Wednesday, September 4, 2013

The Future of Big Data is Cognitive Big Data Apps

Volume, Velocity, Variety and Veracity of your data, the 4V challenge, has become untamable.  Wait, yet another big data blog?  No, not really.  In this blog, I would like to propose a cognitive app approach that can transform your big-data problems into big opportunities at a fraction of the cost.

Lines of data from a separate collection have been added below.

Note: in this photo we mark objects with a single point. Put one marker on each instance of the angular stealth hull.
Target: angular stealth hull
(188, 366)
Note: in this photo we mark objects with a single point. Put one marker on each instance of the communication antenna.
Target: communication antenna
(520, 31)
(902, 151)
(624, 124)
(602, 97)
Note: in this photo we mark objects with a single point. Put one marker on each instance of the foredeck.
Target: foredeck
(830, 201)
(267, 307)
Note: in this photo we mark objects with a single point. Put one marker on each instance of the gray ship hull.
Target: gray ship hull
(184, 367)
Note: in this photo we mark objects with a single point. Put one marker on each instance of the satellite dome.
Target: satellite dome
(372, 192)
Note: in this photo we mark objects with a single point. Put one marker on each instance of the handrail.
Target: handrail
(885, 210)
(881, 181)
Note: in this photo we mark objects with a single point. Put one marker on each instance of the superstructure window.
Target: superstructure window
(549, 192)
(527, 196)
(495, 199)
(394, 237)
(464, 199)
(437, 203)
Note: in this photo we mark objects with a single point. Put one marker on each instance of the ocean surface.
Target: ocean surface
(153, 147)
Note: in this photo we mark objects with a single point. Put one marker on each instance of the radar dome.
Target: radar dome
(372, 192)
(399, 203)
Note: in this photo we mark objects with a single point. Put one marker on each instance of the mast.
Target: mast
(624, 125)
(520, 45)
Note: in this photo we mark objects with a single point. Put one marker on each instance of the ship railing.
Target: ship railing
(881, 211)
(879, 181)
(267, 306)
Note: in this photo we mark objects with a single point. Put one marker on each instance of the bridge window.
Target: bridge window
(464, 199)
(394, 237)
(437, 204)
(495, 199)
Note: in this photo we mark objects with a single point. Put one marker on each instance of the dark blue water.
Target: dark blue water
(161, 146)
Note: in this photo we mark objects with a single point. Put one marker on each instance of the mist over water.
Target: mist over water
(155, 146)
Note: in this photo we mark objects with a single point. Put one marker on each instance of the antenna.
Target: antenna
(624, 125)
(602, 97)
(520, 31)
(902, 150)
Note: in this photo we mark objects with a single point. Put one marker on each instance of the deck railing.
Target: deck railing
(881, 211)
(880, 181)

Everyone is talking about big data problems but not many are helping us in understanding big data opportunities.  Let's define a big data opportunity in the context of customers because growing customer base, customer satisfaction and customer loyalty is everyone’s business:

  • you have a large, diverse and growing customer base
  • your customers are more mobile and social than ever before
  • you have engaged with your customers where ever they are: web, mobile, social, local
  • you believe that "more data beats better algorithms" and that big data is all data
  • you wish to collect all data - call center records, web logs, social media, customer transactions and more so that
  • you can understand your customers better and how they speak of and rank you in their social networks
  • you can group (segment) your customers to understand their likes and dislikes
  • you can offer (recommend) them the right products at the right time and at the right price
  • you can preempt customer backlash and prevent them for leaving (churn) to competitors and taking their social network with them (negative network effects)
  • all this effort will allow you to forecast sales accurately, run targeted marketing campaigns and cut cost to improve revenues and profitability
  • you wish to do all of this without hiring an army of data analysts, consultants and data scientists
  • and without buying half-dozen or more tools, getting access to several public / social data sets and integrating it all in your architecture
  • and above all, you wish to do it fast and drive changes in real time
  • And most importantly, you wish to rinse and repeat this approach for the foreseeable future
There are hardly any enterprise solutions in the market that can address the challenges listed above.  You have no other choice but to build a custom solution by hiring several consultants and striking separate licenses agreements with public and social data vendors to get a combined lens on public and private data.  This approach will be cost prohibitive for most enterprise customers and as "90% of the IT projects go" will be mired with delays, cost overruns and truck load of heartache. 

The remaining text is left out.